The offset can be a positive or negative
integer. After csplit has obtained the chunk
and written it to an output file, it sets the current line to the
line that matched regexp.
Note: This current
line is the first one that was not part of the chunk just written
out.
- %regexp%
- Is the same as /regexp/, except that csplit does
not write the chunk to an output file. It simply skips over the chunk.
- %regexp%offset
- Is the same as /regexp/offset,
except csplit does not write the chunk to
an output file.
- linenumber
- Obtains a chunk beginning at the current line and going up to
but not including the linenumberth line.
After split writes the chunk to an output
file, it sets the current line to linenumber.
- {number}
- Repeats the previous criterion number times.
If it follows a regular expression criterion, it repeats the regular
expression process number more times. If
it follows a linenumber criterion, csplit splits
the file every linenumber lines, number times,
beginning at the current line. For example,
csplit file 10 {10}
obtains
a chunk from line 1 to line 9, then every 10 lines after that, up
to line 109.
Errors occur if any criterion tries to "grab"
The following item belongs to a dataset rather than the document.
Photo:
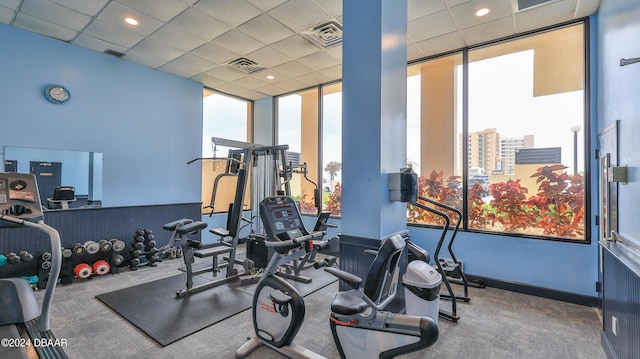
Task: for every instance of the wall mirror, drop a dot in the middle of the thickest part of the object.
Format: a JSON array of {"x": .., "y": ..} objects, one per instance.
[{"x": 78, "y": 171}]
lines beyond the end of the file, if a regular expression does not
match any line between the current line and the end of the file, or
if an offset refers to a position before
the current line or past the end of the file.
Localization
csplit uses
the following localization variables:
- LANG
- LC_ALL
- LC_COLLATE
- LC_CTYPE
- LC_MESSAGES
- LC_SYNTAX
- NLSPATH
See Localization for more
information.
Exit values
- 0
- Successful completion
- 1
- Failure due to any of the following:
- csplit could not open the input or output
files
- A write error on the output file
- 2
- Failure due to any of the following:
- Unknown command-line option
- The prefix name was missing after –f
- The number of digits was missing after –n
- The input file was not specified
- No arg values were specified
- The command ran out of memory
- An arg was incorrect
- The command found end-of-file before it was expected
- A regular expression in an arg was badly
formed
- A line offset/number in an arg was badly
formed
- A {number} repetition count was misplaced or
badly formed
- Too many file names were generated when using –n
- Generated file names would be too long
Portability
POSIX.2 User Portability Extension, X/Open Portability Guide, UNIX systems.
The –A and –a options
are extensions to the POSIX standard.